People were created last because we are dependent on all of creation. Although weakest of all the creations, people were given the gift of dreaming and visions. To Great Plains First Nation people, visions and dreams have long been an essential link to the sacred, to finding life purpose, to connection with soul-spirits such as the swift fox.

In contrast, the dominant culture in North America holds very little to be sacred, to be revered and held gently. Relentless advertising has convinced us that our dream, our mission is insatiable consumption.

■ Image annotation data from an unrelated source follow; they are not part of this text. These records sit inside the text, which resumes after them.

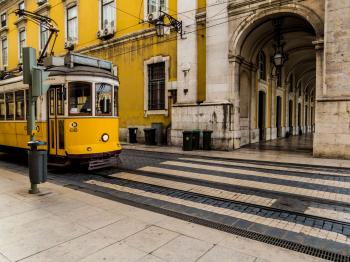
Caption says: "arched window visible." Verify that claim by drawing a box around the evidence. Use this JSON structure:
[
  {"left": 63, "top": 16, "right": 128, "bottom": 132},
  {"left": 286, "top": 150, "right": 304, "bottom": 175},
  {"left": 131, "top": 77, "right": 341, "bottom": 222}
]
[{"left": 258, "top": 50, "right": 266, "bottom": 80}]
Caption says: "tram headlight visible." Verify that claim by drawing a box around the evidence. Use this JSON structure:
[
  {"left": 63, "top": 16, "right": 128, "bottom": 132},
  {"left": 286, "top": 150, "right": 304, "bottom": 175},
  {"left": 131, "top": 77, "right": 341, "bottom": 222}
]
[{"left": 101, "top": 134, "right": 109, "bottom": 142}]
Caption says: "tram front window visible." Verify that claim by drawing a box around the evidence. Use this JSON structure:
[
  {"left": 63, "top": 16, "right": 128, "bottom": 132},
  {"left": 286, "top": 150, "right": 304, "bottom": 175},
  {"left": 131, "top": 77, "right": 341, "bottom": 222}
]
[
  {"left": 5, "top": 93, "right": 15, "bottom": 120},
  {"left": 69, "top": 82, "right": 92, "bottom": 116},
  {"left": 96, "top": 83, "right": 112, "bottom": 116}
]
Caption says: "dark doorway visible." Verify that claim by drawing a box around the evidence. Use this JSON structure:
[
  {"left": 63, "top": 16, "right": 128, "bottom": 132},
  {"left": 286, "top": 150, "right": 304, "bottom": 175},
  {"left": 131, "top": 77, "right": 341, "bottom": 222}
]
[
  {"left": 288, "top": 100, "right": 293, "bottom": 135},
  {"left": 276, "top": 96, "right": 282, "bottom": 137},
  {"left": 258, "top": 91, "right": 266, "bottom": 141}
]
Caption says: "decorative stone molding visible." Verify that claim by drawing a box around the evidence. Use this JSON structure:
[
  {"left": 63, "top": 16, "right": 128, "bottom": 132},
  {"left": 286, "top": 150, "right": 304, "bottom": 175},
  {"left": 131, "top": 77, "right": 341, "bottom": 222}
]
[
  {"left": 34, "top": 2, "right": 51, "bottom": 13},
  {"left": 228, "top": 0, "right": 324, "bottom": 55}
]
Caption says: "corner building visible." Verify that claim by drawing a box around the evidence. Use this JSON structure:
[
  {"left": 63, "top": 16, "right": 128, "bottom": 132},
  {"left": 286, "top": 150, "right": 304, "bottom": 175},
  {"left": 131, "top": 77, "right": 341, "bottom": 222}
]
[
  {"left": 0, "top": 0, "right": 177, "bottom": 142},
  {"left": 171, "top": 0, "right": 350, "bottom": 158},
  {"left": 0, "top": 0, "right": 350, "bottom": 159}
]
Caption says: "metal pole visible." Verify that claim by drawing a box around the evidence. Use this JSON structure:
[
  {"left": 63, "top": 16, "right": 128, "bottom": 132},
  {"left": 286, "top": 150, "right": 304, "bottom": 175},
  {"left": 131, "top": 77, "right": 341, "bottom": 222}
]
[{"left": 27, "top": 91, "right": 40, "bottom": 194}]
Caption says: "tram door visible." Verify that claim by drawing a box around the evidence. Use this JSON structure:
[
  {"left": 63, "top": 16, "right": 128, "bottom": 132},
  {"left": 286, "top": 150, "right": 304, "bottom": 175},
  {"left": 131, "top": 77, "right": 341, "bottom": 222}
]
[{"left": 48, "top": 86, "right": 66, "bottom": 156}]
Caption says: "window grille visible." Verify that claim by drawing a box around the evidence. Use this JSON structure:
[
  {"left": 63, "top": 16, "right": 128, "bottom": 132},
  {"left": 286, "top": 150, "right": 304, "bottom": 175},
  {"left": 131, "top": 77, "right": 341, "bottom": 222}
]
[
  {"left": 101, "top": 0, "right": 116, "bottom": 29},
  {"left": 1, "top": 13, "right": 7, "bottom": 27},
  {"left": 148, "top": 62, "right": 165, "bottom": 110},
  {"left": 18, "top": 29, "right": 26, "bottom": 59},
  {"left": 1, "top": 38, "right": 8, "bottom": 66}
]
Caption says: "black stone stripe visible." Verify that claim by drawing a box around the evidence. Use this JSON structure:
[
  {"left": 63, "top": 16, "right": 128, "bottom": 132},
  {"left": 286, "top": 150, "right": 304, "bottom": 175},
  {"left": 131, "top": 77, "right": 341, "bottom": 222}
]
[{"left": 160, "top": 164, "right": 350, "bottom": 195}]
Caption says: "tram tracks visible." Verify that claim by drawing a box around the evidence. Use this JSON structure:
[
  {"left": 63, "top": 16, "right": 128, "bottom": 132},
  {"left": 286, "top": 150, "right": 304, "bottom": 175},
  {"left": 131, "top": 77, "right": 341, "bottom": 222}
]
[
  {"left": 46, "top": 150, "right": 350, "bottom": 262},
  {"left": 60, "top": 171, "right": 350, "bottom": 262}
]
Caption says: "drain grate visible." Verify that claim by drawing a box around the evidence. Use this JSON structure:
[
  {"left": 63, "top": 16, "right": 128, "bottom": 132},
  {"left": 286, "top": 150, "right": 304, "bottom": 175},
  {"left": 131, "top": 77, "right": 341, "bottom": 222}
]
[{"left": 65, "top": 184, "right": 350, "bottom": 262}]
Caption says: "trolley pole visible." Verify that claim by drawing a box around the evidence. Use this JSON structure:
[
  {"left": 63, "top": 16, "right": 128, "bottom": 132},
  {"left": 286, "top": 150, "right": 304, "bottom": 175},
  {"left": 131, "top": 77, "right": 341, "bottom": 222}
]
[{"left": 23, "top": 47, "right": 48, "bottom": 194}]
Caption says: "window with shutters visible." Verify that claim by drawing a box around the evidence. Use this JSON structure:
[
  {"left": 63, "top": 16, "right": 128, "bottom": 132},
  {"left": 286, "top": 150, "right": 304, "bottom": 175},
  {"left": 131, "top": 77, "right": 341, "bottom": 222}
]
[
  {"left": 1, "top": 38, "right": 8, "bottom": 66},
  {"left": 144, "top": 56, "right": 170, "bottom": 117},
  {"left": 145, "top": 0, "right": 167, "bottom": 19},
  {"left": 18, "top": 28, "right": 26, "bottom": 61},
  {"left": 1, "top": 13, "right": 7, "bottom": 27},
  {"left": 101, "top": 0, "right": 116, "bottom": 29}
]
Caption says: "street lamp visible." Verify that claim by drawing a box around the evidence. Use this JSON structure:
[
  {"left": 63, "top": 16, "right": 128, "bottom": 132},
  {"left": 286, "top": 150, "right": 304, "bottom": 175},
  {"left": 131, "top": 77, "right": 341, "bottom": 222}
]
[
  {"left": 151, "top": 10, "right": 183, "bottom": 38},
  {"left": 272, "top": 19, "right": 288, "bottom": 68}
]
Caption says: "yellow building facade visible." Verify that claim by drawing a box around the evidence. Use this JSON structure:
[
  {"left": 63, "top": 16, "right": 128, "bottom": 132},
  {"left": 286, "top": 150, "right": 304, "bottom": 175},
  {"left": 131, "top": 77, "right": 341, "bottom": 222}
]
[{"left": 0, "top": 0, "right": 198, "bottom": 143}]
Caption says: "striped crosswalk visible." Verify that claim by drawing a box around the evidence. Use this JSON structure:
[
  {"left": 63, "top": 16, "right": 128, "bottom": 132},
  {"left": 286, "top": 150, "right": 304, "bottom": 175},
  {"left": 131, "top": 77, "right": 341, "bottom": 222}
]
[
  {"left": 140, "top": 167, "right": 350, "bottom": 203},
  {"left": 85, "top": 157, "right": 350, "bottom": 253},
  {"left": 162, "top": 161, "right": 350, "bottom": 188},
  {"left": 179, "top": 157, "right": 350, "bottom": 177},
  {"left": 111, "top": 172, "right": 276, "bottom": 206},
  {"left": 86, "top": 180, "right": 350, "bottom": 245}
]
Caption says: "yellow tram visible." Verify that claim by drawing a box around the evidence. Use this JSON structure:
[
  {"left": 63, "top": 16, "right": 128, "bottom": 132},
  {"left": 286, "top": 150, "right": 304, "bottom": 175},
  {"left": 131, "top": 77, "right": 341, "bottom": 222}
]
[{"left": 0, "top": 53, "right": 121, "bottom": 169}]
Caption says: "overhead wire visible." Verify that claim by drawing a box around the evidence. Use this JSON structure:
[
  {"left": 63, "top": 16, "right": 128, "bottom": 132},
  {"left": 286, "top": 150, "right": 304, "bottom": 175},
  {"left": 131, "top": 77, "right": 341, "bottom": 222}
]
[{"left": 3, "top": 0, "right": 229, "bottom": 63}]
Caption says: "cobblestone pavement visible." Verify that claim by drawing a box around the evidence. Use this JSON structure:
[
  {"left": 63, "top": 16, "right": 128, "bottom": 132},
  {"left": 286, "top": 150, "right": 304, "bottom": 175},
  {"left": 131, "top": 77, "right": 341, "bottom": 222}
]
[
  {"left": 0, "top": 153, "right": 323, "bottom": 262},
  {"left": 0, "top": 150, "right": 350, "bottom": 261}
]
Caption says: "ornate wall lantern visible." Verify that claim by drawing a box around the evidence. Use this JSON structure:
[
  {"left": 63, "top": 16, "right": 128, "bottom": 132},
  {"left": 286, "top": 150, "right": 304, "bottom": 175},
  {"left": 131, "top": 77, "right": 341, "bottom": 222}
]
[
  {"left": 272, "top": 18, "right": 288, "bottom": 68},
  {"left": 153, "top": 10, "right": 183, "bottom": 38}
]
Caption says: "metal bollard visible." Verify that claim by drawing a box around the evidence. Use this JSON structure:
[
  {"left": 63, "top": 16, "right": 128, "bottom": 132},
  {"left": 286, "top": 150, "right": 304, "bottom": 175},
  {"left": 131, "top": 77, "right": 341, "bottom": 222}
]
[{"left": 28, "top": 141, "right": 47, "bottom": 194}]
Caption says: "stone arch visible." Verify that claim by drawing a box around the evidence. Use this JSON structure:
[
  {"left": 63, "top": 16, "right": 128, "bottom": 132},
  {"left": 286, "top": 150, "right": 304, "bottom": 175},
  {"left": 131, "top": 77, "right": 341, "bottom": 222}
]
[{"left": 229, "top": 4, "right": 324, "bottom": 56}]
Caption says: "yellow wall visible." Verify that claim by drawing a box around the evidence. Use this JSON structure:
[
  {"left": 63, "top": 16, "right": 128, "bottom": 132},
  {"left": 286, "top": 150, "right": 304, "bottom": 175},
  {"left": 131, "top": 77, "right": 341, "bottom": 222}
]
[{"left": 0, "top": 0, "right": 178, "bottom": 131}]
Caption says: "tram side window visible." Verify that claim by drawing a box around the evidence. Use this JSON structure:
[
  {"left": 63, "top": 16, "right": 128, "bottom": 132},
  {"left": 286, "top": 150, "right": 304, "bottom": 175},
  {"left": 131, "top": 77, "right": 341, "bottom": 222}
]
[
  {"left": 114, "top": 86, "right": 119, "bottom": 116},
  {"left": 0, "top": 94, "right": 6, "bottom": 120},
  {"left": 69, "top": 82, "right": 92, "bottom": 115},
  {"left": 15, "top": 91, "right": 24, "bottom": 120},
  {"left": 5, "top": 93, "right": 15, "bottom": 120},
  {"left": 96, "top": 83, "right": 112, "bottom": 116}
]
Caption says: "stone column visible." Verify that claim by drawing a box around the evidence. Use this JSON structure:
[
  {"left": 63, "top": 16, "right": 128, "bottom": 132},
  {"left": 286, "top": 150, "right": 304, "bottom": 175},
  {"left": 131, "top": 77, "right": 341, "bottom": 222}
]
[
  {"left": 177, "top": 0, "right": 198, "bottom": 104},
  {"left": 229, "top": 56, "right": 242, "bottom": 149},
  {"left": 312, "top": 40, "right": 326, "bottom": 99},
  {"left": 205, "top": 0, "right": 230, "bottom": 103},
  {"left": 266, "top": 76, "right": 277, "bottom": 140},
  {"left": 249, "top": 66, "right": 259, "bottom": 143}
]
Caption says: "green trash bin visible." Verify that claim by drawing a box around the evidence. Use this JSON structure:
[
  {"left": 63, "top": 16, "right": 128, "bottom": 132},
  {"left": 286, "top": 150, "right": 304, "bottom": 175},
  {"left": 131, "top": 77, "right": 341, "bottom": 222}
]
[
  {"left": 203, "top": 131, "right": 213, "bottom": 150},
  {"left": 143, "top": 128, "right": 157, "bottom": 146},
  {"left": 192, "top": 130, "right": 201, "bottom": 150},
  {"left": 182, "top": 131, "right": 193, "bottom": 151}
]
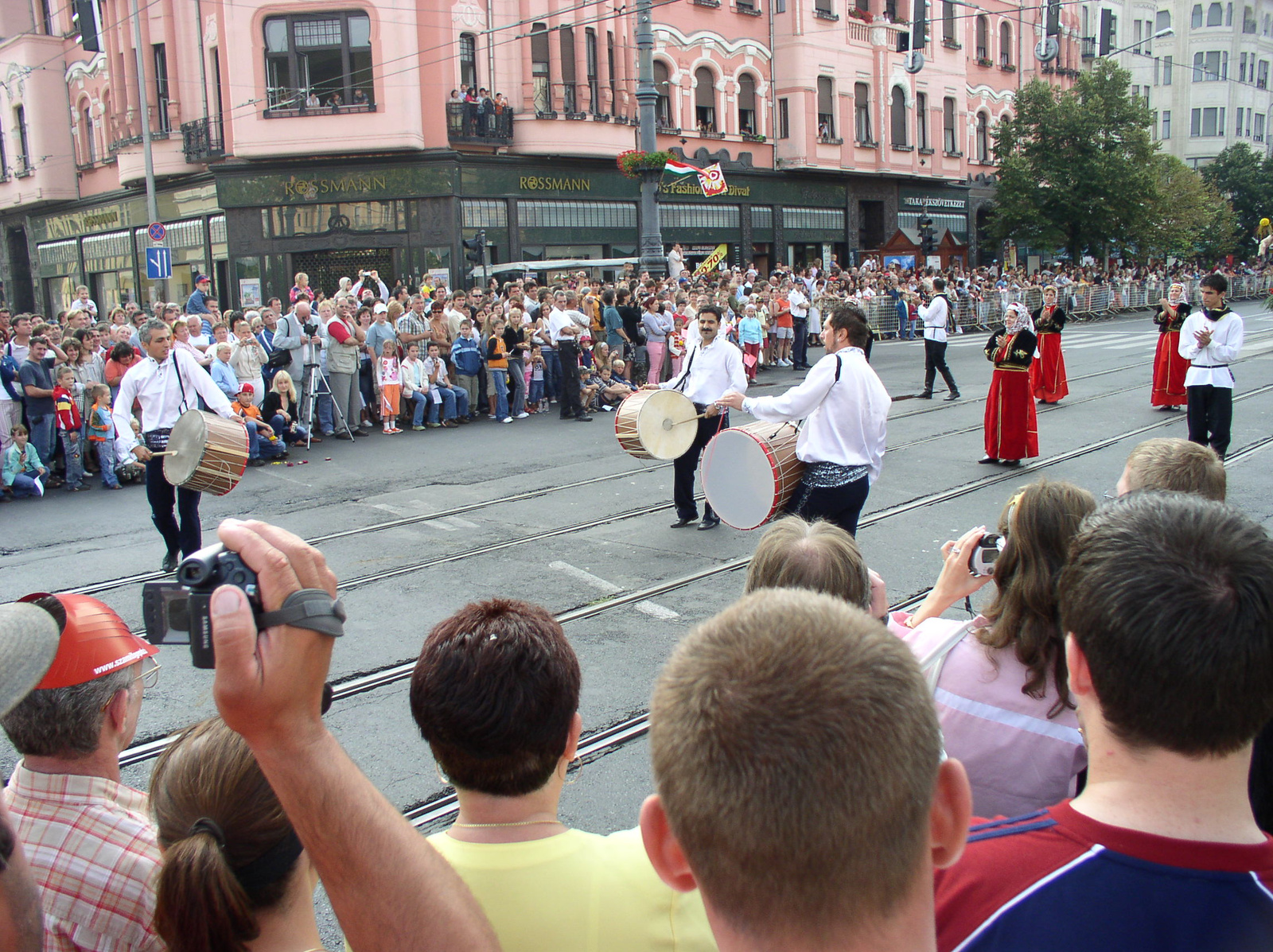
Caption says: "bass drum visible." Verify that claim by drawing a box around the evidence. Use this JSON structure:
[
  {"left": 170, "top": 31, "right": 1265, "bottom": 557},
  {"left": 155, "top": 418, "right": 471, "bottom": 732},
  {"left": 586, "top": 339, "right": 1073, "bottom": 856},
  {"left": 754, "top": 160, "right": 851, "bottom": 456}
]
[
  {"left": 703, "top": 422, "right": 804, "bottom": 530},
  {"left": 163, "top": 410, "right": 248, "bottom": 496}
]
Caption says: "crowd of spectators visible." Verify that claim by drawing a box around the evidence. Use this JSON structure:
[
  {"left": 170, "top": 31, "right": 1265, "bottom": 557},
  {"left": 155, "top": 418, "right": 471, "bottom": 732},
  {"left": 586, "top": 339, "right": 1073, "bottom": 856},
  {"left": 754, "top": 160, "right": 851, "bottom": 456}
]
[{"left": 0, "top": 439, "right": 1273, "bottom": 952}]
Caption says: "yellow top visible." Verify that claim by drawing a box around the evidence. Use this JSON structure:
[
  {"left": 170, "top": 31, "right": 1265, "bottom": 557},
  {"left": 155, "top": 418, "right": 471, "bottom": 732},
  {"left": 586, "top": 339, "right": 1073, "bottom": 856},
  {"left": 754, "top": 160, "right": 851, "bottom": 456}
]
[{"left": 346, "top": 830, "right": 715, "bottom": 952}]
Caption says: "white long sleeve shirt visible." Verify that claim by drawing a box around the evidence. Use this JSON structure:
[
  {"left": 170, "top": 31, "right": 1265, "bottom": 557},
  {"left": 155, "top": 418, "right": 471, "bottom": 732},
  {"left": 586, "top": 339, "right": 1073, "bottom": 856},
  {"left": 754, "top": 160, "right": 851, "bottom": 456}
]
[
  {"left": 111, "top": 350, "right": 236, "bottom": 452},
  {"left": 1180, "top": 308, "right": 1243, "bottom": 390},
  {"left": 742, "top": 348, "right": 893, "bottom": 484},
  {"left": 919, "top": 294, "right": 950, "bottom": 342},
  {"left": 660, "top": 336, "right": 747, "bottom": 405}
]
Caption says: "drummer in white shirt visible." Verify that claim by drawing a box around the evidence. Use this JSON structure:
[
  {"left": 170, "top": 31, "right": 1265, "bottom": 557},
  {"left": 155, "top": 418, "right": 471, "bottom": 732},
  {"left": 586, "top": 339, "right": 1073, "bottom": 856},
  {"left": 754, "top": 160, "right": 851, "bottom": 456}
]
[
  {"left": 719, "top": 301, "right": 893, "bottom": 534},
  {"left": 111, "top": 318, "right": 243, "bottom": 572},
  {"left": 641, "top": 304, "right": 747, "bottom": 530}
]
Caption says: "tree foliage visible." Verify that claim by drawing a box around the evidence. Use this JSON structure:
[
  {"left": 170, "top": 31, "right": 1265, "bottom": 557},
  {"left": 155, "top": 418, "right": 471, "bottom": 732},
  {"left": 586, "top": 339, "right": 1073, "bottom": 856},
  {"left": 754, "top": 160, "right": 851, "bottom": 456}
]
[
  {"left": 1201, "top": 142, "right": 1273, "bottom": 257},
  {"left": 991, "top": 60, "right": 1158, "bottom": 259}
]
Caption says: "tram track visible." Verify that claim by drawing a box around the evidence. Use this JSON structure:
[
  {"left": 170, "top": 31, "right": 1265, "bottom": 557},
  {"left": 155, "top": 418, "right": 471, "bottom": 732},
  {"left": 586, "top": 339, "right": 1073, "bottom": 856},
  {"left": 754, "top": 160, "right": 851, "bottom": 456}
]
[{"left": 119, "top": 402, "right": 1273, "bottom": 767}]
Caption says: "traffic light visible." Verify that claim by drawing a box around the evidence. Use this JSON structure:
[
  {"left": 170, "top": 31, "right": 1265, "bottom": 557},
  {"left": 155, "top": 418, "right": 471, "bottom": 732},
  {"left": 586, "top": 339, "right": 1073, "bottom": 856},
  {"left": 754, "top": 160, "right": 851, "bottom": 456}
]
[
  {"left": 72, "top": 0, "right": 102, "bottom": 53},
  {"left": 465, "top": 231, "right": 486, "bottom": 267}
]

Mainstream media keeps score for us with pictures and stories about new construction, new suburbs, new houses and new cars. Native grasslands, wetlands, forests and pristine mountain streams are seen as “waste” spaces that must be “developed” to create yet more symbols of growth and “prosperity.”

At an Endangered Species Conference in Winnipeg in late February, I had the privilege to hear Paulette Fox, a member of the Blood Tribe in Alberta, speak about past and present conservation work on her reserve.

The basis of their belief system is that everything comes from the land and that all creatures are sacred and holy. “We are not separate from what surrounds us. We are the lakes, rivers and streams,” she says.
Fox talked with deep emotion about the recent re-introduction of the swift fox on Blackfoot lands. “The Swift Fox Society goes back countless generations. The swift fox gave us food, songs and a sacred relationship used in prayer. We and the fox are one, each with a foot in the spirit world. We were entrusted with stewardship of all creatures and we are to proceed with reverence. We are guided by visions in dreams.”

Until 1750, the swift fox was plentiful on the great plains of North America. The little fox was a foundational soul-spirit and the subject of sacred teachings and songs. The onslaught of European settlement wiped out the swift fox, as it did the buffalo. (Imagine the trauma of watching your sacred creatures relentlessly slaughtered.)

In place of happy, peaceful dreams, Mother Earth is writhing with nightmares, among which are a warming climate, disappearing song birds, polluted oceans and escalating species loss.

We must reject economic measurements of progress such as GNP and embrace quality of life indicators of environmental health or illness.

Sutherland is a professional agrologist who divides his time between Saskatoon and Winnipeg, and farms in west central Saskatchewan.